Feeling really good about the meal I served to the brothers this evening. This is the first full-course meal I prepared solo for the brothers since postulancy in Brooklyn. I made a quinoa and vegetable pilaf, roasted sweet potatoes with pepper and onion, and roasted cod. For dessert, it was an orange-almond polenta cake dusted with confectioners' sugar. It was an enjoyable afternoon, learning where the cooking utensils were, discovering our appliances and seeing how they work, making the recipes come to life. Even the grocery shopping -- accomplished in spite of pouring rain, lumbering four soggy cloth bags from Stop & Shop to the subway to our house -- was a satisfying experience. The following cookbook is my new best friend, my most trusted kitchen helper:
The Moosewood Collective. Moosewood Restaurant Simple Suppers. New York: Clarkson Potter, 2005.

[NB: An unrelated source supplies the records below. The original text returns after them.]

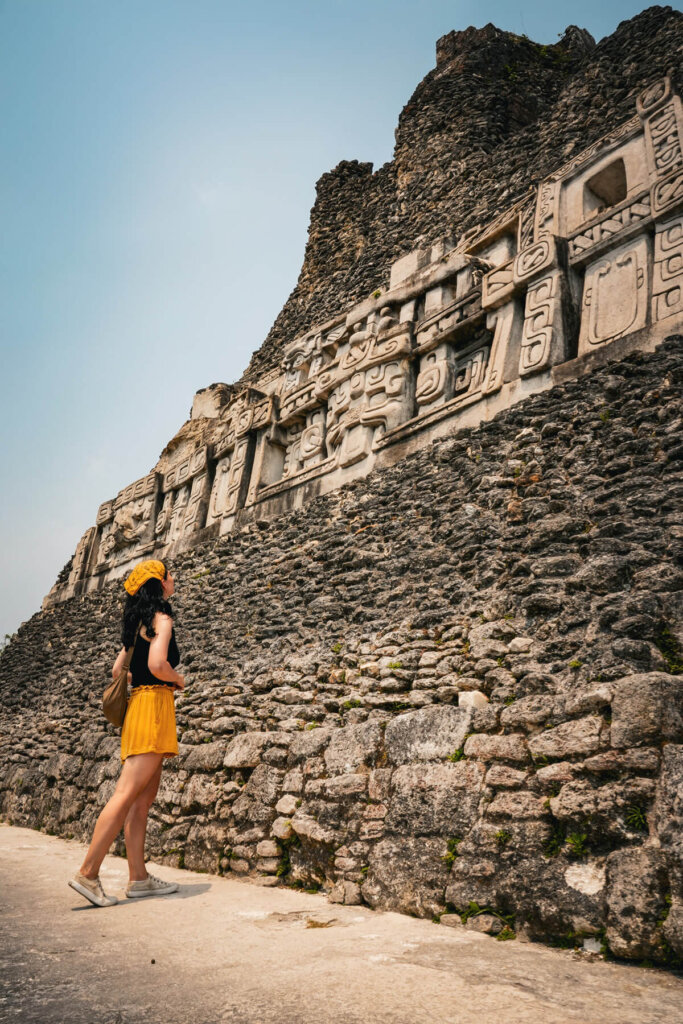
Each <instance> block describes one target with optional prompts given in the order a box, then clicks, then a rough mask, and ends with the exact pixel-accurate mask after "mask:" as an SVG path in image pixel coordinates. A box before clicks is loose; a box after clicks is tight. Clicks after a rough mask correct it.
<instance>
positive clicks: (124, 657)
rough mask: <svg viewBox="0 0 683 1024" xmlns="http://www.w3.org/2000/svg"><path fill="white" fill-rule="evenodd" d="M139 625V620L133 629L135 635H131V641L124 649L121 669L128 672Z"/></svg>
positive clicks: (134, 647)
mask: <svg viewBox="0 0 683 1024" xmlns="http://www.w3.org/2000/svg"><path fill="white" fill-rule="evenodd" d="M141 626H142V623H141V622H140V623H138V624H137V629H136V630H135V636H134V637H133V643H132V645H131V646H130V647H129V648H128V650H127V651H126V656H125V657H124V659H123V670H124V671H125V672H130V663H131V662H132V660H133V651H134V650H135V642H136V640H137V637H138V635H139V632H140V627H141Z"/></svg>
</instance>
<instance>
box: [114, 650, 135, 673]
mask: <svg viewBox="0 0 683 1024" xmlns="http://www.w3.org/2000/svg"><path fill="white" fill-rule="evenodd" d="M125 657H126V648H125V647H122V648H121V650H120V651H119V653H118V655H117V659H116V662H115V663H114V666H113V668H112V679H116V677H117V676H118V675H119V673H120V672H121V670H122V669H123V663H124V660H125ZM130 680H131V675H130V672H129V673H128V682H130Z"/></svg>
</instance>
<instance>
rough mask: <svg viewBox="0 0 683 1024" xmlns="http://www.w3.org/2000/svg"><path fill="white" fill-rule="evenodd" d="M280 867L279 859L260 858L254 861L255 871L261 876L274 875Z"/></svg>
mask: <svg viewBox="0 0 683 1024" xmlns="http://www.w3.org/2000/svg"><path fill="white" fill-rule="evenodd" d="M279 866H280V858H279V857H260V858H259V859H258V860H257V861H256V870H257V871H262V872H263V874H274V873H275V871H276V870H278V868H279Z"/></svg>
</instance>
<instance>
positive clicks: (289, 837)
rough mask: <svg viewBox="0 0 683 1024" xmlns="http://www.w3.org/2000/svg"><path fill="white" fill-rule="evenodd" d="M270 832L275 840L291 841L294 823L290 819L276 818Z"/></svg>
mask: <svg viewBox="0 0 683 1024" xmlns="http://www.w3.org/2000/svg"><path fill="white" fill-rule="evenodd" d="M270 831H271V833H272V835H273V836H274V837H275V839H281V840H282V839H291V838H292V833H293V831H294V829H293V828H292V821H291V820H290V818H275V820H274V821H273V822H272V824H271V825H270Z"/></svg>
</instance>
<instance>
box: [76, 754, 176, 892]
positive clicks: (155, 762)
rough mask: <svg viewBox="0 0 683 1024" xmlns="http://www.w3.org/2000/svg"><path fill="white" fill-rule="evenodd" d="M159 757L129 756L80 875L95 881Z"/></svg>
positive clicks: (107, 806) (104, 813)
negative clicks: (112, 846)
mask: <svg viewBox="0 0 683 1024" xmlns="http://www.w3.org/2000/svg"><path fill="white" fill-rule="evenodd" d="M162 761H163V757H162V755H161V754H133V755H131V756H130V757H129V758H126V760H125V761H124V765H123V769H122V771H121V775H120V776H119V781H118V782H117V786H116V790H115V791H114V796H113V797H112V798H111V800H109V801H108V803H106V804H105V805H104V807H103V808H102V811H101V813H100V815H99V817H98V818H97V822H96V824H95V829H94V831H93V834H92V840H91V842H90V846H89V847H88V852H87V853H86V855H85V860H84V861H83V863H82V865H81V874H85V877H86V878H88V879H96V878H97V876H98V874H99V868H100V865H101V862H102V860H103V859H104V857H105V855H106V853H108V851H109V848H110V847H111V845H112V843H113V842H114V840H115V839H116V838H117V836H118V835H119V833H120V831H121V829H122V827H123V823H124V821H125V820H126V816H127V814H128V811H129V810H130V808H131V807H132V805H133V804H134V803H135V800H136V798H137V797H139V795H140V794H141V793H142V792H143V790H145V788H146V786H147V785H148V783H150V780H151V779H152V778H153V777H154V775H155V774H156V772H157V771H158V770H159V768H160V767H161V764H162Z"/></svg>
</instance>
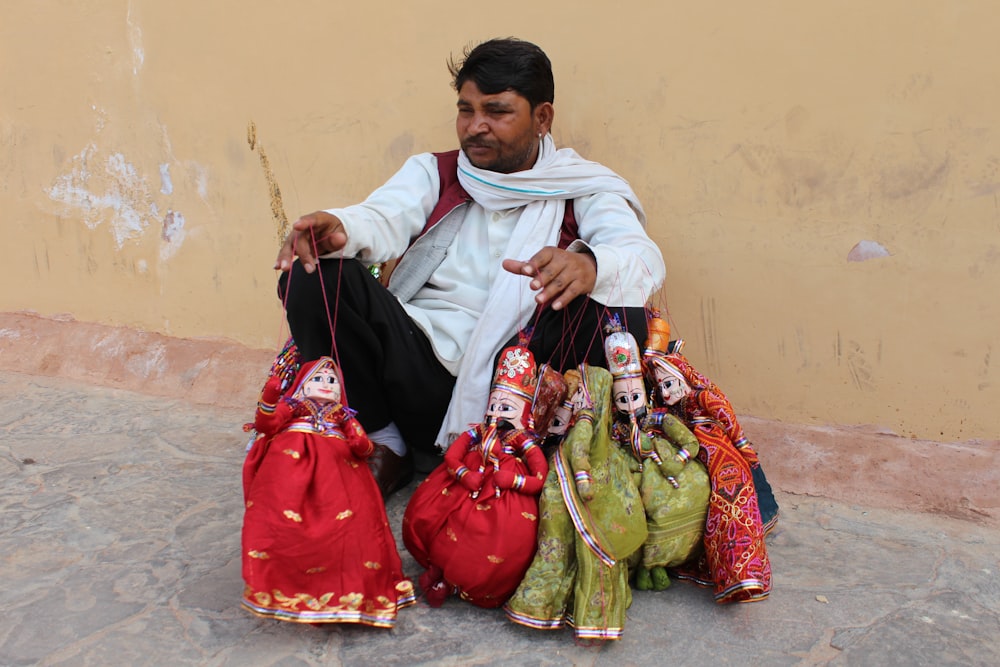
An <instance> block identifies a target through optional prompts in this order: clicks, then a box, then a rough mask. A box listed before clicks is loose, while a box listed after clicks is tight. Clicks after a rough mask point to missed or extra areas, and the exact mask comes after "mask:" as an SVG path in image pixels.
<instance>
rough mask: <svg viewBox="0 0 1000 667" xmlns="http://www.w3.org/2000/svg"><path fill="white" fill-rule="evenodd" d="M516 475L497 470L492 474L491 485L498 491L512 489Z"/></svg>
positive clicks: (514, 474)
mask: <svg viewBox="0 0 1000 667" xmlns="http://www.w3.org/2000/svg"><path fill="white" fill-rule="evenodd" d="M516 479H517V475H516V474H515V473H514V472H513V471H511V470H497V471H496V472H495V473H494V474H493V483H494V484H496V485H497V488H500V489H513V488H514V482H515V481H516Z"/></svg>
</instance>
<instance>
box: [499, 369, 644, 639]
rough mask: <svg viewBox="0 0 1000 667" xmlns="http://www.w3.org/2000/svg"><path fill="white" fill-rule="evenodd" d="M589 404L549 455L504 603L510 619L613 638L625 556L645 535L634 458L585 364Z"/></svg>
mask: <svg viewBox="0 0 1000 667" xmlns="http://www.w3.org/2000/svg"><path fill="white" fill-rule="evenodd" d="M585 384H586V389H587V392H588V393H589V394H590V397H591V400H592V402H593V408H592V409H583V410H581V411H579V412H578V413H577V416H576V421H575V422H574V424H573V426H572V427H571V429H570V431H569V433H567V435H566V439H565V440H564V441H563V442H562V443H561V444H560V445H559V448H558V449H557V450H556V452H555V453H554V454H553V457H552V462H551V465H550V469H549V474H548V477H547V478H546V480H545V486H544V488H543V490H542V495H541V498H540V501H539V525H538V550H537V552H536V554H535V559H534V561H532V563H531V565H530V567H529V568H528V571H527V573H526V574H525V576H524V579H523V580H522V581H521V585H520V586H519V587H518V589H517V591H516V592H515V593H514V595H513V596H512V597H511V598H510V600H508V602H507V604H506V605H505V607H504V609H505V611H506V612H507V616H508V618H510V619H511V620H512V621H514V622H515V623H519V624H521V625H525V626H528V627H532V628H537V629H543V630H551V629H556V628H560V627H562V626H563V625H569V626H571V627H573V628H574V629H575V632H576V636H577V637H578V638H581V639H620V638H621V636H622V632H623V630H624V626H625V610H626V609H628V607H629V605H630V604H631V602H632V594H631V590H630V588H629V584H628V567H627V564H626V560H627V559H628V557H629V556H630V555H631V554H633V553H635V552H637V551H638V550H639V549H640V547H641V546H642V544H643V542H644V541H645V540H646V519H645V513H644V511H643V505H642V502H641V500H640V497H639V490H638V488H637V487H636V485H635V479H634V476H635V475H636V474H638V468H639V466H638V464H637V463H636V462H635V460H634V459H633V458H632V457H631V456H630V455H629V454H628V453H627V452H624V451H622V450H621V449H619V448H618V447H617V446H616V445H615V444H614V442H613V441H612V440H611V437H610V433H611V424H610V415H611V411H612V407H611V401H610V395H611V375H610V373H608V371H607V370H605V369H603V368H599V367H585Z"/></svg>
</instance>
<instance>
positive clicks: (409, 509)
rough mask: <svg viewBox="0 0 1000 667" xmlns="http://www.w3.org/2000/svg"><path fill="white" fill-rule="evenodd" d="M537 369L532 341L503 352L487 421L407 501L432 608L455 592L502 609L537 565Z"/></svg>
mask: <svg viewBox="0 0 1000 667" xmlns="http://www.w3.org/2000/svg"><path fill="white" fill-rule="evenodd" d="M537 372H538V371H537V366H536V363H535V360H534V357H533V355H532V353H531V352H530V351H529V350H528V348H527V347H526V346H524V345H515V346H511V347H508V348H505V349H504V350H503V351H502V352H501V355H500V360H499V362H498V364H497V369H496V373H495V375H494V379H493V384H492V388H491V391H490V395H489V400H488V404H487V408H486V413H485V418H484V421H483V422H482V423H480V424H477V425H475V426H473V427H472V428H470V429H469V430H468V431H465V432H464V433H462V434H461V435H460V436H459V437H458V438H456V439H455V441H454V442H453V443H452V444H451V446H450V447H449V448H448V451H447V452H445V456H444V462H443V463H442V464H441V465H439V466H438V467H437V468H436V469H434V470H433V471H432V472H431V474H430V475H428V477H427V479H426V480H424V481H423V482H422V483H421V484H420V486H418V487H417V489H416V490H415V491H414V493H413V496H411V498H410V501H409V503H408V504H407V506H406V510H405V512H404V514H403V544H404V545H405V546H406V548H407V549H408V550H409V552H410V553H411V554H412V555H413V557H414V559H416V561H417V562H418V563H419V564H420V565H422V566H423V567H425V568H426V571H425V572H424V574H422V575H421V576H420V582H419V583H420V586H421V588H422V589H423V590H424V593H425V596H426V599H427V602H428V604H430V605H431V606H434V607H437V606H440V605H441V604H443V603H444V601H445V599H446V598H447V597H448V596H449V595H451V594H453V593H455V594H457V595H458V596H459V597H461V598H462V599H464V600H467V601H468V602H471V603H472V604H475V605H477V606H480V607H488V608H489V607H499V606H500V605H502V604H503V603H504V602H505V601H506V600H507V598H509V597H510V595H511V594H512V593H513V592H514V590H515V589H516V588H517V585H518V583H520V581H521V578H522V577H523V576H524V571H525V570H526V569H527V568H528V565H529V564H530V563H531V559H532V557H533V556H534V554H535V544H536V538H537V533H538V494H539V492H541V490H542V484H543V482H544V480H545V476H546V474H547V473H548V464H547V463H546V461H545V455H544V454H543V453H542V449H541V447H540V445H539V442H538V441H539V438H538V436H537V435H536V433H535V431H534V423H533V422H534V419H533V412H532V401H533V399H534V397H535V395H536V389H537V387H538V377H537Z"/></svg>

Way to go, brothers, for bringing a taste of Ithaca, N.Y., to Jamaica Plain!
While we're on the subject of vegetarian meals, this cookbook will also see much use in the years to come:
The Vegetarian Resource Group. Vegan Handbook (Debra Wasserman and Reed Mangels, eds.) Baltimore, Md.: The Vegetarian Resource Group.
Moving associationally along from food for the body to food for the soul, the following books, found here at the friary, are on my reading list:
Arendt, Hannah. Eichmann in Jerusalem: A Report on the Banality of Evil. New York: Penguin, 1991.
Freud, Sigmund. Civilization and Its Discontents (trans. and ed. by James Strachey). New York: W.W. Norton, 1961.
It must be the feast of Saint Edith Stein that has me in the mood for readings in philosophy and psychology from the stormy mid-20th century.
Also the following from the friary:
Kennedy, Eugene. The Now and Future Church. Garden City, N.Y.: Image, 1985. This one is subtitled "The Psychology of Being an American Catholic." Tell me more....
Finally, from my own collection of theological texts, arrived this week after one year in storage:
Cone, James. Martin & Malcolm & America: A Dream or a Nightmare. Maryknoll, N.Y.: Orbis, 1991.
Again, something about the mid-20th century is attracting me, bidding me go back to a time before I was born. Something is telling me to listen and understand, before the hard-won wisdom of those difficult decades is lost and we condemn ourselves to times even harder than our parents and grandparents endured.
So much to read! Then there are the Catholic periodicals which beckon me: America, Commonweal, National Catholic Reporter. When my studies begin, will there be any time for leisure reading, or to follow my own intellectual pursuits outside insurmountable syllabuses?